A hand I won yesterday gave me similar feelings to the ones I have about Nate Silver.

A bad player($2500) who is playing every hand and never folding preflop or on the flop limps, a good player($2500) who I have played with before raises to $45 and I call($4000) next to act with 33.  A tight player calls behind me and the limper calls.

The pot is $180 and the flop comes Jc4s3c.  The bad player checks and the good player bets $140.  I elect to call for a few reasons.  Firstly, I think there is a lot of money to be had by letting the bad player call the flop(with few outs) which he will do a lot of the time.  If he elects to raise as a bluff, semibluff or with a Jack, I can find myself winning a really big pot having great equity.  I can also trap the good player in there(since he can’t fold to the bad player’s raise) and potentially win a massive pot.  Secondly, I think if I raise the flop, it’s going to be tough to stack the good player when I have represented a good hand and play fairly tight.  Thirdly, noone ever calls with a set there on a drawy board, so he won’t expect me to have one.  The bad player calls as well.

The pot is $600 and the turn comes the 5h.    Both players check to me and I have to decide how much to bet(betting is obviously) the correct play here.  For what its worth, the 5 is a pretty good card because the bad player will call with any pair+straight draw for just about any amount.  It is possible that he hit a gutshot(because he never folds the flop with it) but it is less of a concern.  I bet $425, which is a healthy bet(2/3 pot) and one designed to allow the bad player to call and potentially make a huge mistake on the river(either making a hand that is no good, or picking a bad time to bluff).  Unfortunately, he folds and surprisingly the good player calls.

I am surprised that he called because I thought he would have bet every hand he wanted to continue with, since he wouldn’t want it to risk getting checked around.  In fact, I hadn’t considered him calling, since once he checked, I assumed he was giving up.

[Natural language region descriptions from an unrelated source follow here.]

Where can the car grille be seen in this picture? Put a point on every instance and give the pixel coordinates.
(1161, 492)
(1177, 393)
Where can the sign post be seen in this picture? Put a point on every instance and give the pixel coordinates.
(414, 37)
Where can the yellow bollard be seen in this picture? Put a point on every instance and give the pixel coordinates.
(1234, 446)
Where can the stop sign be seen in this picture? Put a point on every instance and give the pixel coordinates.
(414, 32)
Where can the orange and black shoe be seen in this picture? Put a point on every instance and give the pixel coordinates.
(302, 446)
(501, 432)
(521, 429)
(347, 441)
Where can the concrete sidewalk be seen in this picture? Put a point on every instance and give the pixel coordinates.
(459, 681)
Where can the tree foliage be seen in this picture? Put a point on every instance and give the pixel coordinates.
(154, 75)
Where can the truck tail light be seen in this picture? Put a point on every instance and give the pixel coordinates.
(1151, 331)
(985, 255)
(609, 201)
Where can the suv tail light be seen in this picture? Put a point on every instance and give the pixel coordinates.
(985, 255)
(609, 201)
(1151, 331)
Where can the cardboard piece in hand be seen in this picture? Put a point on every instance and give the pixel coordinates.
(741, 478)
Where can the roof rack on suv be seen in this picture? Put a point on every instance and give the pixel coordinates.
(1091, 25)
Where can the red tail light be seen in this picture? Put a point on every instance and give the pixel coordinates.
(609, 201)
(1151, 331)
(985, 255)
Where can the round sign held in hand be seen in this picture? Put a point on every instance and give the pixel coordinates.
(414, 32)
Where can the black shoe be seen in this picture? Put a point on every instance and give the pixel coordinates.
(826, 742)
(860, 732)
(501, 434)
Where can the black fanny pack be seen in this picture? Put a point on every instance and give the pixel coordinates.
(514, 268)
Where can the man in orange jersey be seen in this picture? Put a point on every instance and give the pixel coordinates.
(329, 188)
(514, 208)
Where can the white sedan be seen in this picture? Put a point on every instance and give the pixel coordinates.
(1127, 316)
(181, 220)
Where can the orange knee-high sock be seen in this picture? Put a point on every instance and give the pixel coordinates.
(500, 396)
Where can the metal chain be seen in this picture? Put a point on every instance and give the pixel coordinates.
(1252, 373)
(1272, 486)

The pot is $1450, there is $1900 left and the river is the 8h.  That is a great card since all the draws missed, and I am an overwhelming favorite to have the best hand, since the good player always raises the turn with a better hand than mine.  He checks and I think about how much to bet.  I think that if I bet somewhere in the “normal” value betting range, like $700 he is likely to realize its a value bet and not call too weakly.  I considered betting like $1100, but I think that looks relatively strong as well and while he might call weakly, I think it gets called less often than $700.  I thought for a bit and realized that if he called $1100, he would probably call $1900 with about the same frequency and that it looked a little more like a bluff.   If I had to put percentages on it, the times that he could call(excluding the times he missed a draw and was folding to any bet) were 80% to call $700, 50% to call $1100 and 35% to call $1900.  So the expected values(according to the model I gave and used in real time) are $560, $550 and $665.  In any event, he thought for a very long time and eventually called, I showed my set and won a nice pot.

I was very glad to be called and to have won a such a nice pot.  However, I immediately realized how lucky I was, since my model had him folding 2/3 of the time!  I calculated what I thought was the right play, but over a very small sample size, any slight tweak in the percentage of times he calls can change the model significantly.  Plus, I was in the pursuit of an extra $105 with a $1900 bet, with a sample size of 1!

Just like Nate Silver, you take in all the information you can, make the best model and predict using it.  Whether you are right or wrong over a small sample size is irrelevant to whether or not you did a good job modeling in the first place, despite what everyone thinks.  You just keep on doing a good job and let the numbers fall where they may.